Syria won its battle with the Bush administration. It burnished its regional credentials by resisting U.S. hegemony and “not caving in to ‘the American project’,” Lesch said. Moreover, the young Assad also bolstered his domestic standing by liberalizing the Syrian economy.
According to Lesch, by 2007-2008, Bashar was very confident and basically saying he had been on the right side. “The view in Damascus was that the United States has to make concessions to improve relations with Syria, not the other way around.”
North Korea, meanwhile, also outmaneuvered the Bush administration. It accelerated its nuclear program in the aftermath of the collapse of the Agreed Framework and the Iraq invasion but eventually took part in multinational talks. It survived new banking and other sanctions, tested a nuclear weapon and agreed to re-freeze plutonium production in return for aid and sanctions relief.
It resumed belligerent behavior as the Bush administration left office and has sent mixed signals to the Obama administration, which seems resigned to outsourcing North Korea to China and South Korea while focusing on more pressing domestic and international concerns. Secretary of State Hillary Rodham Clinton barely even mentioned North Korea in a major September 8 address on U.S. foreign policy before the Council on Foreign Relations.

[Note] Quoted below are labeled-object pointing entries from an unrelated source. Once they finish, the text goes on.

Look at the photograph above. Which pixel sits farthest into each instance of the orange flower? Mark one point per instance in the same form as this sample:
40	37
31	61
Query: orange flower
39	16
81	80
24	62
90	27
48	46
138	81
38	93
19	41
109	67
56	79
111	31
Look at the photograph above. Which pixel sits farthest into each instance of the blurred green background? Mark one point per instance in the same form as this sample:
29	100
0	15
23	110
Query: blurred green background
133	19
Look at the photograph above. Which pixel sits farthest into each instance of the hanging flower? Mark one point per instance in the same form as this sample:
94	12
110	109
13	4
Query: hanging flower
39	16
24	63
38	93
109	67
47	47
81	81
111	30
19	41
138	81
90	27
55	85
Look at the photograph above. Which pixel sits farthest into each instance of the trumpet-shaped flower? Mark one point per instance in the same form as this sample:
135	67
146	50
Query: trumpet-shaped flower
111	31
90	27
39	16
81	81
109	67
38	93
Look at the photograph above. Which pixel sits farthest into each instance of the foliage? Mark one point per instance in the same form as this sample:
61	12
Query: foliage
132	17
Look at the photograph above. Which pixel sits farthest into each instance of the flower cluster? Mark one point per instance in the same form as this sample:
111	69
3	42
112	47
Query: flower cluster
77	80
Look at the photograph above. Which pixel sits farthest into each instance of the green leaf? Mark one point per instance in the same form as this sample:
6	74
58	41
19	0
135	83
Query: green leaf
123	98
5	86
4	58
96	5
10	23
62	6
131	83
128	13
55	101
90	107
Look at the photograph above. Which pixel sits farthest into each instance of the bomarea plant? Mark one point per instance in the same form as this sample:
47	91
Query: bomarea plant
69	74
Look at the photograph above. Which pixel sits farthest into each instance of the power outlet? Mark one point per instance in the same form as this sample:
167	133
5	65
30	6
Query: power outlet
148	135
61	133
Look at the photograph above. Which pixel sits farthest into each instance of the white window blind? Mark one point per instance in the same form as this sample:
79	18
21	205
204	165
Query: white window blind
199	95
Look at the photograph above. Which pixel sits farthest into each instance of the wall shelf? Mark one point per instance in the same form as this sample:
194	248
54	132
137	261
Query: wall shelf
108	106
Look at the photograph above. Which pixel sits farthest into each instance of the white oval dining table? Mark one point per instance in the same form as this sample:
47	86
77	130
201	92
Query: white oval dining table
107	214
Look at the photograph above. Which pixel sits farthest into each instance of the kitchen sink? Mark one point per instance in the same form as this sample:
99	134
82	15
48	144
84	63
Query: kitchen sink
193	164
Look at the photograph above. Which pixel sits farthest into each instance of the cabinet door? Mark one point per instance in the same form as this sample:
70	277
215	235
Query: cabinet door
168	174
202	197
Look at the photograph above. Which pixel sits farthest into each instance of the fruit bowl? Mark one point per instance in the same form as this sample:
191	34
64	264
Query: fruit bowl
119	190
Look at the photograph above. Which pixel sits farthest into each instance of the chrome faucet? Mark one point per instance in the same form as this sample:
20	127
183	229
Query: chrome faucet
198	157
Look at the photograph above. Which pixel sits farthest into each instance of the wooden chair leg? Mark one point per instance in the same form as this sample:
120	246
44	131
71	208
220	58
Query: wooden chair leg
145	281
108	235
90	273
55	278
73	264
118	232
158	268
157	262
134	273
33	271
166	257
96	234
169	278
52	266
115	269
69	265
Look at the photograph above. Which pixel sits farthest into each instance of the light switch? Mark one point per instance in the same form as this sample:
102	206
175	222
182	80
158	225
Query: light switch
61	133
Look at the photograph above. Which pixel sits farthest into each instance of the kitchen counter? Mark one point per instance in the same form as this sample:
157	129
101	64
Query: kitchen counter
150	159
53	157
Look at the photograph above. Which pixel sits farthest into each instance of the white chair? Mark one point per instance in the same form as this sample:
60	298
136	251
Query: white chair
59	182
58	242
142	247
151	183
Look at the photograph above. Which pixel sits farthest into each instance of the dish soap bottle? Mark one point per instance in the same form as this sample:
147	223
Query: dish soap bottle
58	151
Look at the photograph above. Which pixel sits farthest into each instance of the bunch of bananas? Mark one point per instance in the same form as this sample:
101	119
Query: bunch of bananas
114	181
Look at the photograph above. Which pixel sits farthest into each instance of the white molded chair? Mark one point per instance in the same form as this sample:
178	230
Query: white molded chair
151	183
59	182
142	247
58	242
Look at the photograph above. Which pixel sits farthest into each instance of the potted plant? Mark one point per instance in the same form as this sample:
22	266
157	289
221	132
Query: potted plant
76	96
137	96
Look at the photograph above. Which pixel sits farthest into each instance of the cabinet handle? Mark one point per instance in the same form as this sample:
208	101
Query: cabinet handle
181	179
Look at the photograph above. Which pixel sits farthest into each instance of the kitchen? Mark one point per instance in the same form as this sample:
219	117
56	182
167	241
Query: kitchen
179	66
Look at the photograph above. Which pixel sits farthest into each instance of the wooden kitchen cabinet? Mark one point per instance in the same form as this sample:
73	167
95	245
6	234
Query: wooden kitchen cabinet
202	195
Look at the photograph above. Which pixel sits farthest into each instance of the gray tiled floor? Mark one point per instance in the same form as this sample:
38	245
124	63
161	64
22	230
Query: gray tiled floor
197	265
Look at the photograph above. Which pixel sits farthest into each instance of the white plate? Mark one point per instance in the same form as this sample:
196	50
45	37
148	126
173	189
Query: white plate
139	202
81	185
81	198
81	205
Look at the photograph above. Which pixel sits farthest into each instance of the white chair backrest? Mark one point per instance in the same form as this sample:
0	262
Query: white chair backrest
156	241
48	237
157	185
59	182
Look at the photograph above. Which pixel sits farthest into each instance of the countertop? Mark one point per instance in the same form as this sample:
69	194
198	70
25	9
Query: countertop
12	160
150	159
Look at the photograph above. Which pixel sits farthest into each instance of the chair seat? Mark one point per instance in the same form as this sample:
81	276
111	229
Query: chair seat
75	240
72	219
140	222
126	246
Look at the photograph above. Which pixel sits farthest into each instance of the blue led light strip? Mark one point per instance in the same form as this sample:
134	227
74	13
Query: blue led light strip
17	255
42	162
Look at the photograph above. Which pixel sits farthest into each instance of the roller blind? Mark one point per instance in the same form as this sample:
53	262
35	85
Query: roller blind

Barack Obama came to office facing a severe financial crisis and abandoned muscular unilateralism in favor of a leadership style that relies more on cooperation and diplomatic persuasion. He recognized that rogue regimes often benefit from U.S. hostility and that the U.S. ability to impose regime change is limited. As Clinton told the Council on Foreign Relations, “In this interconnected age, America’s security and prosperity depend more than ever on the ability of others to take responsibility for defusing threats and meeting challenges in their own countries and regions.”
No contemporary authoritarian state that is not a monarchy has managed to pass power to a third generation in a single family. Whether North Korea can do so depends not only on the attitudes of its neighbors and the influence of the United States but on the character and abilities of Kim Jong Un and how long his father will be around to oversee the transition.
Bashar Assad had six years apprenticeship and Kim Jong Il had 20 years before they took over. Kim Jong Un, who is believed to be 27, may not have that much time given reports of his father’s fragile health following a 2008 stroke.
Little is known about the younger Kim apart from the fact that he went to high school (under another name) in Berne, Switzerland and is said to speak English and admire the basketball legend Michael Jordan.
Han Park, director of the Center for Global Affairs at the University of Georgia and a frequent visitor to North Korea, says Kim Jong Un “looks exactly like his grandfather only taller and more attractive.”
The mechanism underlying the succession, Park adds, is unique. North Korea is a “secular theocracy in which Kim Il Sung is the source of legitimacy.” Power was transferred in 1994 from “father to son who piggybacked on the father and now to the grandson who piggybacks on both of them.”